Saving for college has become more important as the cost of higher education has risen. Average tuition, fees, room and board at a private four-year college reached about $49,000 this school year, the College Board reported, while the in-state average at four-year public colleges is about $21,000.
Many families don’t use 529 accounts, perhaps because of the plethora of competing plans, said Steve Wendel, Morningstar’s head of behavioral science. He estimated that just 16 percent of parents of pre-college children were saving in a 529.
“People seem to be overwhelmed,” he said.
Morningstar’s research suggests that explaining the benefits clearly, with visual aids like charts and graphs, could encourage more people to use the plans, Mr. Wendel said.

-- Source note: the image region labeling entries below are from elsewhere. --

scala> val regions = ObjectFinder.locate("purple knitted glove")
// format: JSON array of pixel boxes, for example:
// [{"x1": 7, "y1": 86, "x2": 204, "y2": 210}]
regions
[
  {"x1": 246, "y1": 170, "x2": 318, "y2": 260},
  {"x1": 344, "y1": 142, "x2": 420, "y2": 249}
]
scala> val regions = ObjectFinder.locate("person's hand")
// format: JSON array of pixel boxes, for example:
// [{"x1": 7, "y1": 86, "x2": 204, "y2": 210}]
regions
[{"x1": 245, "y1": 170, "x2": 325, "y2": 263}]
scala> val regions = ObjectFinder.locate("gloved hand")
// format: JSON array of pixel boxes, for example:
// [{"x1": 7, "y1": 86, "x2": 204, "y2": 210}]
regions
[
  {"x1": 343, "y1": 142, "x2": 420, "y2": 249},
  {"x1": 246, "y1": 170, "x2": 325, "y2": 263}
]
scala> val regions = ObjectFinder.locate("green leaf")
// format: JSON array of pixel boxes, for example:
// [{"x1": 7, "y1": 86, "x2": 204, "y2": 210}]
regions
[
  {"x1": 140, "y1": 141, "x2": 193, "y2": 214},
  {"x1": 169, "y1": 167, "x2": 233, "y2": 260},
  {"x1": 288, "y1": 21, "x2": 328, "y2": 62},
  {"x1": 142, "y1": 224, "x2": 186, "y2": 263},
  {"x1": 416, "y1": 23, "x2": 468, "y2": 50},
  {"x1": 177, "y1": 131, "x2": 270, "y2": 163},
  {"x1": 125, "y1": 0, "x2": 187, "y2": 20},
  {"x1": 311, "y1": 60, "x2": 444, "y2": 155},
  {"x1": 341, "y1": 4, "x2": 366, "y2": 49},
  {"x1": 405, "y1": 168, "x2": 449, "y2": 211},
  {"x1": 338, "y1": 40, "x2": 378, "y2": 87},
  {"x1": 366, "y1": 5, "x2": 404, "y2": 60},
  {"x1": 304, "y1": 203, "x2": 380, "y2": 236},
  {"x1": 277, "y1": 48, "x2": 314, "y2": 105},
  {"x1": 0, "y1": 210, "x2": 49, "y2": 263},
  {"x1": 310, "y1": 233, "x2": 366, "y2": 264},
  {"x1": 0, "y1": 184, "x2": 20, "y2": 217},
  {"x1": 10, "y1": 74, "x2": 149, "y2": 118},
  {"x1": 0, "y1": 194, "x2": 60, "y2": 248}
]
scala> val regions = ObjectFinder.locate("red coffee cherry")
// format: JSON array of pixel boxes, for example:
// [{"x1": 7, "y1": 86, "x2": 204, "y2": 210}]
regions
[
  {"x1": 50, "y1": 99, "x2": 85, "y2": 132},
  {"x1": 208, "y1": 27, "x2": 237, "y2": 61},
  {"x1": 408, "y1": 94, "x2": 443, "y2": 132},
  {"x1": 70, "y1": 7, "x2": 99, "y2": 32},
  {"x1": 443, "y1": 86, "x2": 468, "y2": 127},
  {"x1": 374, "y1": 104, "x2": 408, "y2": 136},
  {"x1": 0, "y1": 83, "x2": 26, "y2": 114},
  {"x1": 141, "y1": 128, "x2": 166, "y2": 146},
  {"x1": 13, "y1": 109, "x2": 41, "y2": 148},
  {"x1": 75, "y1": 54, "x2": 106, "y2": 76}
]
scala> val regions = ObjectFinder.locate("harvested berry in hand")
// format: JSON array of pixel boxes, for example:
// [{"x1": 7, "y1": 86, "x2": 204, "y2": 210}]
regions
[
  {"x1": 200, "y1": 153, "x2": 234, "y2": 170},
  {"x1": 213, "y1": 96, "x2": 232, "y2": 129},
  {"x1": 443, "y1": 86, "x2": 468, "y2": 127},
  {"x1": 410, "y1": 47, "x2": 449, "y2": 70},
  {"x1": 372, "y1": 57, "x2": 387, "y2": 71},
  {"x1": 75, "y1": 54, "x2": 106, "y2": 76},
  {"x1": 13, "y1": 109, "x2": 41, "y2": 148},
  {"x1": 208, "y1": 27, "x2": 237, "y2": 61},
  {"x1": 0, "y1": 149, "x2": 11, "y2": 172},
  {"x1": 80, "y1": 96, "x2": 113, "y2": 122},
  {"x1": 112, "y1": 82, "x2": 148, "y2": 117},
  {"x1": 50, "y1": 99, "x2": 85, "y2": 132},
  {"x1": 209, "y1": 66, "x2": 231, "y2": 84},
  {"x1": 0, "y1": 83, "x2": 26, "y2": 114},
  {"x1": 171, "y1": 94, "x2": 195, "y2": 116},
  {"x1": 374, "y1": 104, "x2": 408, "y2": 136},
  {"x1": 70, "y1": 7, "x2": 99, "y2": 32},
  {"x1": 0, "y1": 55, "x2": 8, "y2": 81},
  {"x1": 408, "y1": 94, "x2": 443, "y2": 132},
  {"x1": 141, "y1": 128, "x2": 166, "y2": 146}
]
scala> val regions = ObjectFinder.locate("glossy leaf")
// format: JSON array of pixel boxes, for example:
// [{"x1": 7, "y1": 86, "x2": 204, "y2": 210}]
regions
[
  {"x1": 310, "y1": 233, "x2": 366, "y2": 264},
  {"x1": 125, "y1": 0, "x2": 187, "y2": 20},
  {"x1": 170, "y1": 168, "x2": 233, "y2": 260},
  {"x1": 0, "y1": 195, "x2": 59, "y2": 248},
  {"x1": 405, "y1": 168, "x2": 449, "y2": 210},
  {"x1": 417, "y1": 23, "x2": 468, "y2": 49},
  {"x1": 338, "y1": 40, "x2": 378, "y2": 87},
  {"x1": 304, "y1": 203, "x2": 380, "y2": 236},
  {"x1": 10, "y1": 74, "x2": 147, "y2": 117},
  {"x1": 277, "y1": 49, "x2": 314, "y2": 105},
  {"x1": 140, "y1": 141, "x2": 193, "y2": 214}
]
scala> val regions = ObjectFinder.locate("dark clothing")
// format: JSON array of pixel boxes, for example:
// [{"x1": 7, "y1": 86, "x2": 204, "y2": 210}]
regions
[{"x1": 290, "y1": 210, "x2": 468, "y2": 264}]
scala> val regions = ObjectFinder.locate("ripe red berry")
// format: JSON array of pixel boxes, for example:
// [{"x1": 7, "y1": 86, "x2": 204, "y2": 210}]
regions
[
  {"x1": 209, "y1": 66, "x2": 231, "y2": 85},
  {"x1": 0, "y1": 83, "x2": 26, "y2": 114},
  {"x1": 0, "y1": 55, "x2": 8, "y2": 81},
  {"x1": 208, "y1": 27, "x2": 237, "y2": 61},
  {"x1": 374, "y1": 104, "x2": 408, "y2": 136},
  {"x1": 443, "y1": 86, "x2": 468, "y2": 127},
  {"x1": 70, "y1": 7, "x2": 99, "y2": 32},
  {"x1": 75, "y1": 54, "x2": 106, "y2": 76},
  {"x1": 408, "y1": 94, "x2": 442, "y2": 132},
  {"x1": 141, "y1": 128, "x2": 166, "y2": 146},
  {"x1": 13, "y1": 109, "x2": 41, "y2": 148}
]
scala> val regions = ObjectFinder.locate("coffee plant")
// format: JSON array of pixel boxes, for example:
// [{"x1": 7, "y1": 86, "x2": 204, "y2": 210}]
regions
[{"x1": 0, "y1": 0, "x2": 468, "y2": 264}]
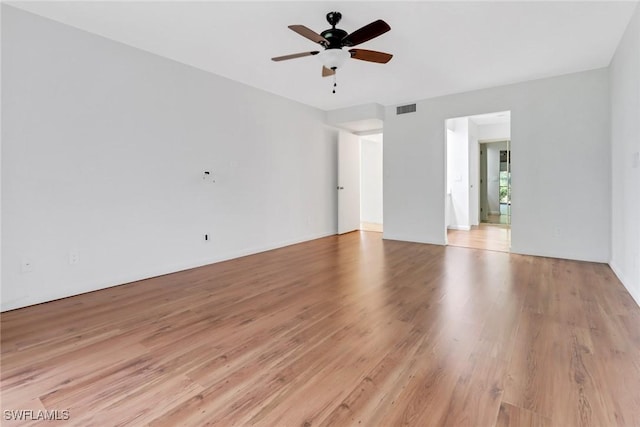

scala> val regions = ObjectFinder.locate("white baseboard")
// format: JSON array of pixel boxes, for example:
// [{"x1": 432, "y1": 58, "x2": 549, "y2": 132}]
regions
[
  {"x1": 609, "y1": 261, "x2": 640, "y2": 307},
  {"x1": 447, "y1": 225, "x2": 471, "y2": 231},
  {"x1": 0, "y1": 231, "x2": 336, "y2": 312}
]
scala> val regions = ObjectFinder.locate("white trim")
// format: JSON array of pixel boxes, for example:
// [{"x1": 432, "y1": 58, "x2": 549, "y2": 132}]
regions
[
  {"x1": 609, "y1": 261, "x2": 640, "y2": 307},
  {"x1": 447, "y1": 225, "x2": 471, "y2": 231},
  {"x1": 382, "y1": 231, "x2": 447, "y2": 246},
  {"x1": 0, "y1": 232, "x2": 336, "y2": 312}
]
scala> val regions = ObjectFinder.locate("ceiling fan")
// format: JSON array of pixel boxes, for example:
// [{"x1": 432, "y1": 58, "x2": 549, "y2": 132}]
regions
[{"x1": 271, "y1": 12, "x2": 393, "y2": 87}]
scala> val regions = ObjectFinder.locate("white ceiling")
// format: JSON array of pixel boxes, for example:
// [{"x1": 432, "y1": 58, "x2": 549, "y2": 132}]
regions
[
  {"x1": 9, "y1": 1, "x2": 637, "y2": 110},
  {"x1": 469, "y1": 111, "x2": 511, "y2": 126}
]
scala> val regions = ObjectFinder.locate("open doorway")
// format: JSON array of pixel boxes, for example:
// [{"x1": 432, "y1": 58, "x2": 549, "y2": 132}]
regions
[
  {"x1": 360, "y1": 133, "x2": 383, "y2": 232},
  {"x1": 444, "y1": 111, "x2": 511, "y2": 252}
]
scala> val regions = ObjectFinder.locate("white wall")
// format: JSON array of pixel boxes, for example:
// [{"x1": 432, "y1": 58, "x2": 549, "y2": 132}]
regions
[
  {"x1": 2, "y1": 5, "x2": 337, "y2": 310},
  {"x1": 478, "y1": 123, "x2": 511, "y2": 141},
  {"x1": 467, "y1": 119, "x2": 480, "y2": 225},
  {"x1": 384, "y1": 69, "x2": 611, "y2": 262},
  {"x1": 360, "y1": 135, "x2": 383, "y2": 224},
  {"x1": 610, "y1": 1, "x2": 640, "y2": 305},
  {"x1": 483, "y1": 141, "x2": 507, "y2": 215},
  {"x1": 446, "y1": 117, "x2": 470, "y2": 230}
]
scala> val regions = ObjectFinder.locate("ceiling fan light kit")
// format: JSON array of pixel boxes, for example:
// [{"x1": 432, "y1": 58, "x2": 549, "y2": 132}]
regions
[
  {"x1": 316, "y1": 48, "x2": 351, "y2": 70},
  {"x1": 271, "y1": 12, "x2": 393, "y2": 93}
]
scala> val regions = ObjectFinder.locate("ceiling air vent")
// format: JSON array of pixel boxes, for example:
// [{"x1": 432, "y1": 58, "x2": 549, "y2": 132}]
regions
[{"x1": 396, "y1": 104, "x2": 416, "y2": 115}]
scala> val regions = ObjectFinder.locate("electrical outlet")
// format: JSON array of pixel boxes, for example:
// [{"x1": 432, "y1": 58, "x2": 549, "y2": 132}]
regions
[{"x1": 20, "y1": 258, "x2": 33, "y2": 273}]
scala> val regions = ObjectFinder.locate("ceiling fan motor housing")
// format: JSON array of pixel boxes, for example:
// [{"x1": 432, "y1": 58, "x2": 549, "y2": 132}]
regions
[{"x1": 320, "y1": 28, "x2": 349, "y2": 49}]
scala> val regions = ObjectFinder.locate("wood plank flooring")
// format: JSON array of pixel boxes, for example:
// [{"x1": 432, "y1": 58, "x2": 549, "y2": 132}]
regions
[
  {"x1": 0, "y1": 232, "x2": 640, "y2": 427},
  {"x1": 447, "y1": 223, "x2": 511, "y2": 252}
]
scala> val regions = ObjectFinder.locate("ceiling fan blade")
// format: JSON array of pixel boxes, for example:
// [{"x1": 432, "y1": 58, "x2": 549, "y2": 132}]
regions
[
  {"x1": 322, "y1": 67, "x2": 336, "y2": 77},
  {"x1": 271, "y1": 50, "x2": 320, "y2": 62},
  {"x1": 289, "y1": 25, "x2": 329, "y2": 46},
  {"x1": 349, "y1": 49, "x2": 393, "y2": 64},
  {"x1": 342, "y1": 19, "x2": 391, "y2": 46}
]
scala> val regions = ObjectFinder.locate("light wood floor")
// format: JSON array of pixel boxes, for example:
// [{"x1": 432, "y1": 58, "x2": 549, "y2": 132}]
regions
[
  {"x1": 1, "y1": 232, "x2": 640, "y2": 427},
  {"x1": 447, "y1": 223, "x2": 511, "y2": 252}
]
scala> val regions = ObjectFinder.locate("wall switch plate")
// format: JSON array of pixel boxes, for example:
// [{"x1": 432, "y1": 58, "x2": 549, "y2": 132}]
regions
[{"x1": 20, "y1": 258, "x2": 33, "y2": 273}]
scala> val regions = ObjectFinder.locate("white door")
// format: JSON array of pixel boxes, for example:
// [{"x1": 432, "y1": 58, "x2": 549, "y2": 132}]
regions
[{"x1": 338, "y1": 131, "x2": 360, "y2": 234}]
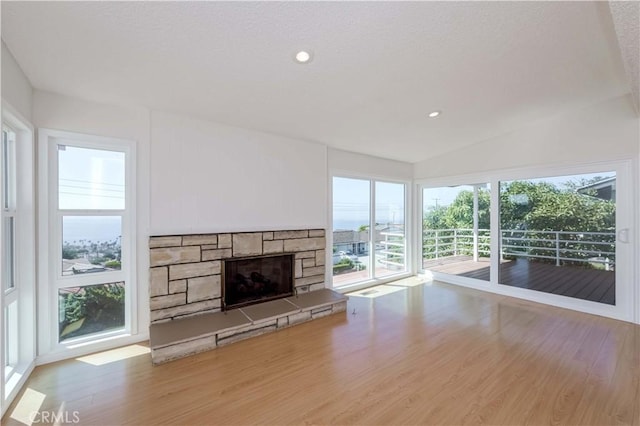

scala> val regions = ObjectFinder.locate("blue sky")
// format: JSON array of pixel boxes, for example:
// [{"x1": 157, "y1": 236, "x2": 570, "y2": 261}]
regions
[
  {"x1": 58, "y1": 145, "x2": 125, "y2": 242},
  {"x1": 333, "y1": 177, "x2": 405, "y2": 228}
]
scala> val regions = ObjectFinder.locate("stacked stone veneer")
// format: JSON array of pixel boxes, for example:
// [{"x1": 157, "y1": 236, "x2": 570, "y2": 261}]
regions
[{"x1": 149, "y1": 229, "x2": 326, "y2": 324}]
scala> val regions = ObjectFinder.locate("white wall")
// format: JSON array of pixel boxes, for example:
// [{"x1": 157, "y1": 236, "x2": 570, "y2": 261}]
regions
[
  {"x1": 414, "y1": 95, "x2": 639, "y2": 179},
  {"x1": 33, "y1": 90, "x2": 150, "y2": 355},
  {"x1": 2, "y1": 41, "x2": 33, "y2": 123},
  {"x1": 329, "y1": 148, "x2": 413, "y2": 181},
  {"x1": 151, "y1": 111, "x2": 327, "y2": 235}
]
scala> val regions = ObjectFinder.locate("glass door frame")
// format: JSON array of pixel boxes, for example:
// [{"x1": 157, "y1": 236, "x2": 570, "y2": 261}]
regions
[
  {"x1": 326, "y1": 172, "x2": 416, "y2": 292},
  {"x1": 38, "y1": 129, "x2": 138, "y2": 360}
]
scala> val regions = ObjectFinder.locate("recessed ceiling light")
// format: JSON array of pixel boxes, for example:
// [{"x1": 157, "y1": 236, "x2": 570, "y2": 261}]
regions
[{"x1": 296, "y1": 50, "x2": 311, "y2": 64}]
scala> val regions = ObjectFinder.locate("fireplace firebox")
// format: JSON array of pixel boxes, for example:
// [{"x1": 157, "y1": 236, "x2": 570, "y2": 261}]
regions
[{"x1": 222, "y1": 254, "x2": 294, "y2": 310}]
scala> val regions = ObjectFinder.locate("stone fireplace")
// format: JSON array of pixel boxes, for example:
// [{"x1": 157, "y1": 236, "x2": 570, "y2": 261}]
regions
[
  {"x1": 221, "y1": 254, "x2": 295, "y2": 311},
  {"x1": 149, "y1": 229, "x2": 347, "y2": 364},
  {"x1": 149, "y1": 229, "x2": 326, "y2": 324}
]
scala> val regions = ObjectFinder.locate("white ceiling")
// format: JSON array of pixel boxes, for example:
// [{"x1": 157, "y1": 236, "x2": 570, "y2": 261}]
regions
[{"x1": 1, "y1": 1, "x2": 630, "y2": 162}]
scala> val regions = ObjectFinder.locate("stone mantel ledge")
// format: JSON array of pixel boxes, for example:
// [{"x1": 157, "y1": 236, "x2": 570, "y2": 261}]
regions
[{"x1": 149, "y1": 229, "x2": 326, "y2": 324}]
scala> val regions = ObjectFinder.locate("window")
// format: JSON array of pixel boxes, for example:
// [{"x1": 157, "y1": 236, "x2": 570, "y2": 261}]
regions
[
  {"x1": 421, "y1": 161, "x2": 635, "y2": 320},
  {"x1": 44, "y1": 131, "x2": 135, "y2": 349},
  {"x1": 0, "y1": 125, "x2": 19, "y2": 374},
  {"x1": 332, "y1": 177, "x2": 407, "y2": 287},
  {"x1": 2, "y1": 126, "x2": 16, "y2": 291},
  {"x1": 499, "y1": 172, "x2": 617, "y2": 305},
  {"x1": 0, "y1": 113, "x2": 36, "y2": 408}
]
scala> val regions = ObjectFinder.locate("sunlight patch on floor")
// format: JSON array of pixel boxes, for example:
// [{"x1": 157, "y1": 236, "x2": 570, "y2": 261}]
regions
[
  {"x1": 387, "y1": 276, "x2": 426, "y2": 287},
  {"x1": 11, "y1": 388, "x2": 47, "y2": 426},
  {"x1": 76, "y1": 345, "x2": 151, "y2": 366},
  {"x1": 347, "y1": 285, "x2": 404, "y2": 299}
]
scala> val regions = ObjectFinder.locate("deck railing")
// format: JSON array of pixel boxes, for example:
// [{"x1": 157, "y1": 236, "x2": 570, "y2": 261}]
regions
[{"x1": 422, "y1": 228, "x2": 616, "y2": 270}]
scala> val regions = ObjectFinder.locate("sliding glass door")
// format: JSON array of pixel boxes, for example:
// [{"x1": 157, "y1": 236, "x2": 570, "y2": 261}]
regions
[
  {"x1": 498, "y1": 171, "x2": 617, "y2": 305},
  {"x1": 422, "y1": 183, "x2": 491, "y2": 281},
  {"x1": 332, "y1": 177, "x2": 407, "y2": 287}
]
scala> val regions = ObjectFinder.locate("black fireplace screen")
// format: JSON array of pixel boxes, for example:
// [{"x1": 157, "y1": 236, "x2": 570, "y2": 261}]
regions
[{"x1": 222, "y1": 254, "x2": 294, "y2": 310}]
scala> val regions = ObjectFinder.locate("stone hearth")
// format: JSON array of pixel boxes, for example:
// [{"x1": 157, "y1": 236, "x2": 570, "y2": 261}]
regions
[{"x1": 149, "y1": 289, "x2": 347, "y2": 364}]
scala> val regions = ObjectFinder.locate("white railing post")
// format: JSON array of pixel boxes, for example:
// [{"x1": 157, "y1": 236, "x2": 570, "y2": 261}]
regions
[
  {"x1": 473, "y1": 185, "x2": 479, "y2": 262},
  {"x1": 453, "y1": 229, "x2": 458, "y2": 256}
]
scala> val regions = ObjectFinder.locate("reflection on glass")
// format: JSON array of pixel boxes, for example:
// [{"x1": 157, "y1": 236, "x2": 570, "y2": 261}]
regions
[
  {"x1": 422, "y1": 183, "x2": 491, "y2": 281},
  {"x1": 62, "y1": 216, "x2": 122, "y2": 276},
  {"x1": 58, "y1": 145, "x2": 125, "y2": 210},
  {"x1": 2, "y1": 216, "x2": 16, "y2": 290},
  {"x1": 58, "y1": 282, "x2": 125, "y2": 341},
  {"x1": 499, "y1": 172, "x2": 616, "y2": 305},
  {"x1": 373, "y1": 182, "x2": 406, "y2": 277},
  {"x1": 333, "y1": 177, "x2": 370, "y2": 287}
]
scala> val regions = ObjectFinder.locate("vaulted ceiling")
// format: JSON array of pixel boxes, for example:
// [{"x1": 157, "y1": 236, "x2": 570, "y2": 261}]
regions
[{"x1": 1, "y1": 1, "x2": 637, "y2": 162}]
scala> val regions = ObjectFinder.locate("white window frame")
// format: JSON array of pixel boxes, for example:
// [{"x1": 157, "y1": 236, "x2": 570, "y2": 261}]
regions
[
  {"x1": 415, "y1": 159, "x2": 640, "y2": 322},
  {"x1": 0, "y1": 100, "x2": 36, "y2": 414},
  {"x1": 38, "y1": 129, "x2": 138, "y2": 359},
  {"x1": 326, "y1": 172, "x2": 415, "y2": 292}
]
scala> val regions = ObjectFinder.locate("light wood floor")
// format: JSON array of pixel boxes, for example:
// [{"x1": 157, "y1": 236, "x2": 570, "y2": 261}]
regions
[
  {"x1": 423, "y1": 256, "x2": 616, "y2": 305},
  {"x1": 2, "y1": 281, "x2": 640, "y2": 426}
]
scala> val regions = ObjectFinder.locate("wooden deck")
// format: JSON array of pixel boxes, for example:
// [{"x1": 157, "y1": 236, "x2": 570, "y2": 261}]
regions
[
  {"x1": 423, "y1": 256, "x2": 616, "y2": 305},
  {"x1": 0, "y1": 279, "x2": 640, "y2": 426}
]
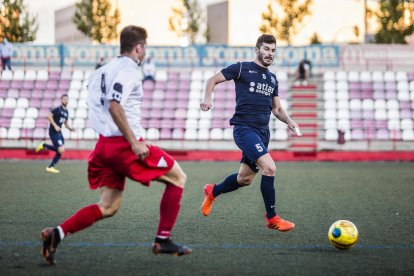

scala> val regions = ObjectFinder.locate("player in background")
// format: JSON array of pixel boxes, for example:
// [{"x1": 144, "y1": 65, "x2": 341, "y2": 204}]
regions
[
  {"x1": 200, "y1": 34, "x2": 300, "y2": 231},
  {"x1": 36, "y1": 94, "x2": 74, "y2": 173},
  {"x1": 41, "y1": 26, "x2": 191, "y2": 264}
]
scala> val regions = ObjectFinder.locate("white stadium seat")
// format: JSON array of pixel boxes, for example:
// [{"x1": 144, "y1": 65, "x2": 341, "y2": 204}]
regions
[
  {"x1": 147, "y1": 128, "x2": 160, "y2": 140},
  {"x1": 384, "y1": 71, "x2": 395, "y2": 81},
  {"x1": 372, "y1": 71, "x2": 384, "y2": 82},
  {"x1": 359, "y1": 71, "x2": 371, "y2": 82},
  {"x1": 348, "y1": 71, "x2": 359, "y2": 82},
  {"x1": 1, "y1": 70, "x2": 13, "y2": 80},
  {"x1": 36, "y1": 70, "x2": 49, "y2": 81},
  {"x1": 323, "y1": 71, "x2": 335, "y2": 81},
  {"x1": 7, "y1": 127, "x2": 20, "y2": 139}
]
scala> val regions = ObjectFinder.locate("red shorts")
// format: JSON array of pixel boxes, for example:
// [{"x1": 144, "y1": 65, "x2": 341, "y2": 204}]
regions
[{"x1": 88, "y1": 136, "x2": 174, "y2": 191}]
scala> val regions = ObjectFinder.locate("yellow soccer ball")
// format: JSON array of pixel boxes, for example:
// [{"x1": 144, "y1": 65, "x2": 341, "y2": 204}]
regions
[{"x1": 328, "y1": 220, "x2": 359, "y2": 250}]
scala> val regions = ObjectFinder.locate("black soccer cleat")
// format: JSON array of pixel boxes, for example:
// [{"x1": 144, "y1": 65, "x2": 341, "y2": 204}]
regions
[
  {"x1": 40, "y1": 227, "x2": 60, "y2": 265},
  {"x1": 152, "y1": 238, "x2": 193, "y2": 256}
]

It’s unfortunate that so few parents do, he said, because a main benefit of a 529 fund is that families can attain investment returns, rather than letting cash sit in a low-interest checking or savings account. Many states also offer a tax break to savers.
Four 529 plans — offered by Illinois, Virginia, Nevada and Utah — earned the top, or gold, ranking because of their “low costs, strong stewardship and exceptional investment options,” Morningstar said. All four received the highest ranking last year as well.
Twenty-seven plans rated either silver or bronze, suggesting they have desirable features but also some room for improvement.
Twenty-six plans earned “neutral” ratings, which means they are adequate and may still be good choices for some families if their state offers a tax break. Neutral plans generally don’t have major flaws but also don’t stand out in any way, said Leo Acheson, associate director of multiasset and alternative strategies at Morningstar.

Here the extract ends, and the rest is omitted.